A focus in 2016 on the proper handling of bobby calves is having results after an industry-wide review from farm to processor.
The Meat Industry Association (MIA) took the lead in putting together a cross-sector bobby calf working group, which undertook a review to identify opportunities to improve the handling of young dairy calves. This recognises it is a shared responsibility across the sector for bobby calf animal welfare.
The working group developed a ‘bobby solutions’ document identifying 14 key work programmes to be delivered across the supply chain, strengthening best practice, explains MIA chief executive Tim Ritchie.
At the end of the 2016 bobby calf season, Ministry for Primary Industries’ figures show that calf mortalities on arrival at processing plants were half of what they were the previous year, down from 0.25 percent to 0.12 percent.

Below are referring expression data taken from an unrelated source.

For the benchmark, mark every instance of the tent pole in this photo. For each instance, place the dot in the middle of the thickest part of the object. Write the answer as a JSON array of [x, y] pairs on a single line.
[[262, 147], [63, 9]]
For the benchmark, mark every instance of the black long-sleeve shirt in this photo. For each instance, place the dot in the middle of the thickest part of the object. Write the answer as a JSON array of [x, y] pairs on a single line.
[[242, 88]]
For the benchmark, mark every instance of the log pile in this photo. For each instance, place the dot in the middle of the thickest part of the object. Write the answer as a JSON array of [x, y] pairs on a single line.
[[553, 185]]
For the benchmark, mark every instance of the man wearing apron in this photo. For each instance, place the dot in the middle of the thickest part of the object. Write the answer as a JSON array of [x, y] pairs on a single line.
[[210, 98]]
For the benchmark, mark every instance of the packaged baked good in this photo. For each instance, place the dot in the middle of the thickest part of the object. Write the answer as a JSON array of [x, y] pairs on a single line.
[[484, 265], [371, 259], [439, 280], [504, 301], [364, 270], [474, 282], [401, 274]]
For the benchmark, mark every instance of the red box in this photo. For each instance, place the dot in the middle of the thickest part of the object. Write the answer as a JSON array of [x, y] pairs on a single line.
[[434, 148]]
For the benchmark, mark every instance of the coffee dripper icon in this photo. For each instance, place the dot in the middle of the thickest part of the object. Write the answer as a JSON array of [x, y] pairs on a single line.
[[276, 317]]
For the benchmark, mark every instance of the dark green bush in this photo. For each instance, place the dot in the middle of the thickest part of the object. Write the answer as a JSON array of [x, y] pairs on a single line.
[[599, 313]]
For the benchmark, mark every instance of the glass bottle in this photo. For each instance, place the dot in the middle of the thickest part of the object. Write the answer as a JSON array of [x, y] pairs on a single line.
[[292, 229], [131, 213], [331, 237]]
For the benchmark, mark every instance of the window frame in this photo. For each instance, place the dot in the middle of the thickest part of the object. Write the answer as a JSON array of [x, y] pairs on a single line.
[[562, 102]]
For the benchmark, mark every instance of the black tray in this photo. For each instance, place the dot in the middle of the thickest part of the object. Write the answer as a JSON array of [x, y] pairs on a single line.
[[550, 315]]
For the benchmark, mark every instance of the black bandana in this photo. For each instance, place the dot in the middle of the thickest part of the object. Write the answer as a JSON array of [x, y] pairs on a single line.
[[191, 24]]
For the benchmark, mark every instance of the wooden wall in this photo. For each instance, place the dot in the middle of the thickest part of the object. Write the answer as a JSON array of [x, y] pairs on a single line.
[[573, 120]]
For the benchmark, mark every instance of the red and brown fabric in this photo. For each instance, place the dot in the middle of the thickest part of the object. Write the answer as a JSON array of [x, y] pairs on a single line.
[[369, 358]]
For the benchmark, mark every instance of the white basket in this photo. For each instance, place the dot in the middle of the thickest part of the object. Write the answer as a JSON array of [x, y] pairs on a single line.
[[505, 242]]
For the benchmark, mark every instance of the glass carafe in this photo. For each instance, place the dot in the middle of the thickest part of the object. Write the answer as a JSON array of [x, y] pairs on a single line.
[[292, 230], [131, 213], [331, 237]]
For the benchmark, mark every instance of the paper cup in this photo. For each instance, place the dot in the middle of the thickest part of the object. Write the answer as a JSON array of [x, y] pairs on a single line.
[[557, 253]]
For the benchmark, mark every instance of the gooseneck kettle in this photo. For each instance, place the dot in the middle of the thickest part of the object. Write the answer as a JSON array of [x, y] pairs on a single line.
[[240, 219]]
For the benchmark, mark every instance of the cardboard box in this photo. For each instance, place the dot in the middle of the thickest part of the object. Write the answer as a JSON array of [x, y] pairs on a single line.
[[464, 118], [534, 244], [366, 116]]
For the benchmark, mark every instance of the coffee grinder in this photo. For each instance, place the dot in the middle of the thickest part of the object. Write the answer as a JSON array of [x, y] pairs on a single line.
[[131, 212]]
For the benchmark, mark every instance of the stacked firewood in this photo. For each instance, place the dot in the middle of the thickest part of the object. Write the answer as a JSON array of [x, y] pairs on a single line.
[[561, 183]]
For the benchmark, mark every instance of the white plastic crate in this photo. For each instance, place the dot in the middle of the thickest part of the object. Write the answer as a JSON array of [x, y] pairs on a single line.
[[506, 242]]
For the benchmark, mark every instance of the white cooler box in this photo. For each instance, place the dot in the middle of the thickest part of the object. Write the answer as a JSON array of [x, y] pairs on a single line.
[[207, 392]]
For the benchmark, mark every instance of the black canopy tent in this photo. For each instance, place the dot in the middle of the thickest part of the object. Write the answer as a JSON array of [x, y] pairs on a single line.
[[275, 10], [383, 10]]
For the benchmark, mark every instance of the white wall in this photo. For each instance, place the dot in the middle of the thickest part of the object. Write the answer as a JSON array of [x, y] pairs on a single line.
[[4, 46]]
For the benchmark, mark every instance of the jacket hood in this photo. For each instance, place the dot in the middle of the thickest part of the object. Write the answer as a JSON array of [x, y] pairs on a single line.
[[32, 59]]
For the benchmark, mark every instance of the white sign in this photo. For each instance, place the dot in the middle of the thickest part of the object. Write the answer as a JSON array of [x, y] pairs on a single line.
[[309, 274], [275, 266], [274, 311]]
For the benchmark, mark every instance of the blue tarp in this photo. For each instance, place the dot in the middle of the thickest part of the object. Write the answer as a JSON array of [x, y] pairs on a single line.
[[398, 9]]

Ritchie is pleased to see the results, which he says, “reinforce the significant progress made over recent years”.
“Ensuring animals are handled with respect is a non-negotiable.
“Our industry is subject to significant regulatory oversight and plant staff are also playing a part in identifying cases of suspected maltreatment for further investigation,” he says.
“More can obviously be done and MIA will continue to be proactive,” promises Ritchie, adding it requires more effective communication between farmers, transporters and processors.
He says it is critically important that New Zealand retains its excellent reputation for animal welfare, noting society’s expectation that all animals should be treated with respect.
“We support the correct handling of animals as defined in the Animal Welfare Act and in the Codes of Welfare, which are well supported with sound scientific evidence”, says Ritchie.